Gordon Brown finally won a formal one-to-one meeting with Barack Obama yesterday as the two leaders sought to squash media speculation that the Anglo-American relationship was special no more.
They joked that they were "seeing more of each other than our wives" during a 30-minute meeting in a side room at the G20 leaders' summit in Pittsburgh.
The Prime Minister could not conceal his irritation at the way the British press had reported that he had been "snubbed" after five requests for a formal session with the US President during Mr Brown's four-day visit to America were rebuffed. "I have been meeting the President all week and I am not going to get into this game," Mr Brown said. "I have met the President again today to talk about a number of big issues. We have talked about Iran, we have talked about Afghanistan for the third time this week and we have talked about the global economic crisis."

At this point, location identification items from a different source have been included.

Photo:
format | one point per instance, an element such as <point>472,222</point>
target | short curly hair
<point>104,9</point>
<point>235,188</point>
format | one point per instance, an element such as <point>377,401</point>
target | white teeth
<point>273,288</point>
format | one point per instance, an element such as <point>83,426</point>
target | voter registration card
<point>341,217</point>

He pointedly told British journalists they should focus on such "big issues", saying their counterparts in other countries were doing so.
The White House was bemused by what the travelling British press dubbed the "Snubgate" affair. It seems that the Obama administration did not intend to cause any offence to Mr Brown, who appeared to become an accidental casualty of the new regime and culture at the White House. Washington's determination to reach out to all parts of the world has made it less acutely aware of what Mr Brown regards as the British media's "obsession" with the much-vaunted "special relationship".

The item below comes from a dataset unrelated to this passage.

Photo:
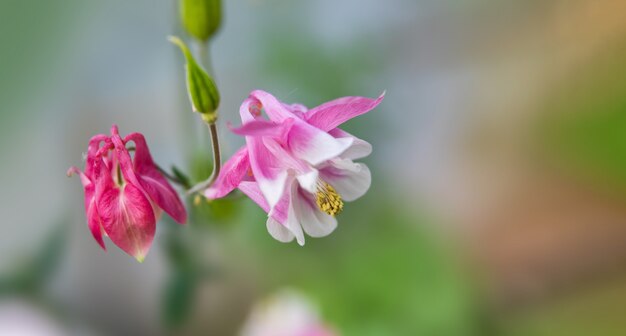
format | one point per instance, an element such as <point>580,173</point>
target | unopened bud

Yesterday Mr Obama went out of his way to prove that Mr Brown remains a valued ally. He put his arm round the Prime Minister's shoulder as they left the stage after holding a joint press conference on Iran with Nicolas Sarkozy, the French President.
Then the White House and Downing Street issued a joint statement emphasising the two leaders' agreement on Afghanistan, Iran and the economy.
British officials said that informal meetings were commonplace at international summits. But some observers have noted that Mr Brown appeared desperate to secure the traditional formal session normally given to a British Prime Minister on a US visit.